Case law from several states indicates that, on occasion, the legal process has been used to address the reasonableness of services. For example, in a Rhode Island case, the agency removed children from two homeless families. The trial court ordered the Department for Children and Their Families (DCF) to provide housing assistance as a part of the family reunification plan. DCF objected, claiming that the court had no authority to make such an order and that the cost would be prohibitive. The Rhode Island Supreme Court affirmed the trial court finding that housing subsidies were consistent with the purpose of family reunification services.
The supreme court referred to the legislative history and concluded that “Without the power to remedy inadequacies, this check would be illusory.”

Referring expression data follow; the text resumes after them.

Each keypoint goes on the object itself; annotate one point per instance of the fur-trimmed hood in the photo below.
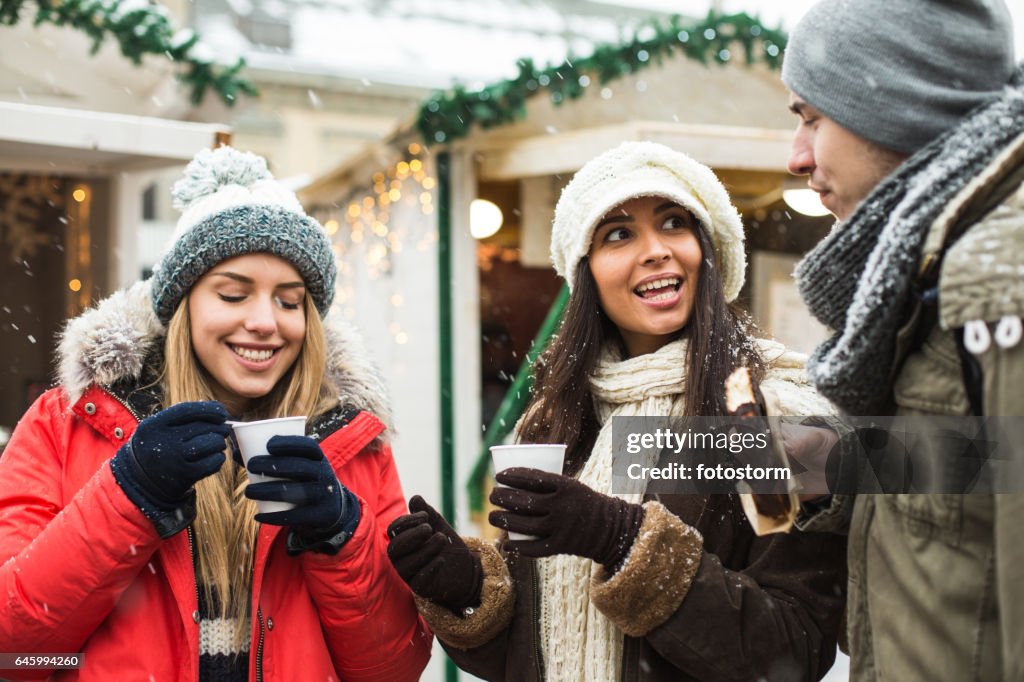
(111, 342)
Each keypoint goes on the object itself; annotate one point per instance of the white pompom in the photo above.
(213, 169)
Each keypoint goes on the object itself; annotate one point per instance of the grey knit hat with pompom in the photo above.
(900, 73)
(231, 206)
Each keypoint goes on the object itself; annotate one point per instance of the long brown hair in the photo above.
(561, 408)
(224, 527)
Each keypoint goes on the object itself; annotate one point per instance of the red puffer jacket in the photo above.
(83, 570)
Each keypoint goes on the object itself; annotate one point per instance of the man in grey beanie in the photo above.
(911, 130)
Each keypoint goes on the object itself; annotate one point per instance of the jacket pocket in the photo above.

In a California case, an incarcerated father was not offered or provided any reunification services after his children had been removed from their mother’s care. When the agency moved to terminate his right to reunification services and moved towards termination of parental rights and adoption, he objected. The court of appeals agreed with the father’s position, stating that “there was no substantial evidence reasonable reunification services were offered or provided to the father at any point during the reunification period.”
Without such services, the case could not go forward. The court of appeals ordered the case back to the trial court for further proceedings.
For several reasons, judges rarely make no reasonable efforts findings.
First, some judges are not aware of the necessity of reasonable efforts findings. The finding is embedded in the orders that they sign after each court hearing.
Second, because the consequences are so severe for the state, many judges are reluctant to make a no reasonable efforts finding. After all, their own state may stand to lose millions of dollars.
Third, attorneys rarely raise the issue in court. Many believe the issue will not assist their clients and will only waste court time.
Judges must address the reasonable efforts issue. Simply rubber-stamping approval of the agency’s actions ignores the law. If an agency is to be held accountable for its actions, judges must provide rigorous oversight of agency decisions and actions at critical junctures in each child-protection case. Moreover, careful judicial oversight of the agency does not mean that the judge will make numerous no reasonable efforts findings. Some judges have been known to use the threat of such a finding to great effect. One author refers to it as “the art of the no reasonable efforts finding.” Thus a judge might make a no reasonable efforts finding, but suspend or withhold the finding for a short time period, giving the agency the opportunity to address the failure to provide services. If the agency responds appropriately, the judge can delete the finding. Judges can also assist the agency in its efforts to persuade the legislative branch to increase funding for families. Sending a letter to legislators and other community leaders about the impact of a no reasonable efforts finding can be effective.